Research on Rare Events

My work on rarity shows a natural progression from fundamental work on rare cases and small disjuncts to work on class distribution and then changing class distributions. However, in between those two research areas I worked on the problem of predicting very rare events. This research was motivated by the problem of predicting telecommunication equipment failures from sequences of alarm messages, which I faced while working at AT&T Labs. In this work the events to be predicted were extremely rare and this impacted the requirements for the learning system. Furthermore, because the underlying data was time-series data and because virtually all classification programs require an example-based representation of the data, I faced a sizeable challenge. Because the approach of aggregating the data from time-series data to examples using a sliding window approach would most likely obscure subtle patterns in the data, I designed and implemented Timeweaver, a new genetic algorithm-based classification system that could operate natively on time-series data.
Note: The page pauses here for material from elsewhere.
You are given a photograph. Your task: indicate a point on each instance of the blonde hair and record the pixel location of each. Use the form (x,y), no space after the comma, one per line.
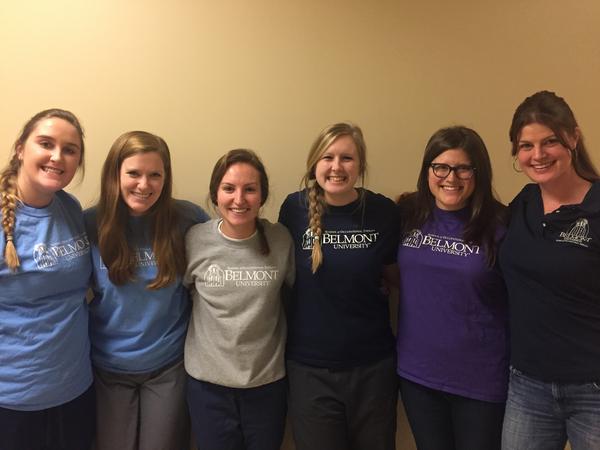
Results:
(316,201)
(8,179)
(112,215)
The fitness function that I utilized, combined with the search capabilities of the genetic algorithm, made it possible to find subtle patterns in the data that were useful for predicting rare events. This work was described in two main papers, one of which focused on the general problem of event prediction and how to formulate this as a classification problem (Weiss & Hirsh, 1998) and a second paper that focused on the genetic-algorithm based prediction system (Weiss, 1999). This work was notable because it was one of the early efforts in using genetic algorithms for data mining and because the event prediction problem had not previously been formulated clearly and comprehensively as a classification problem. These papers have both been cited quite substantially and the KDD paper on event prediction (Weiss & Hirsh, 1998) has been cited by over 125 other papers.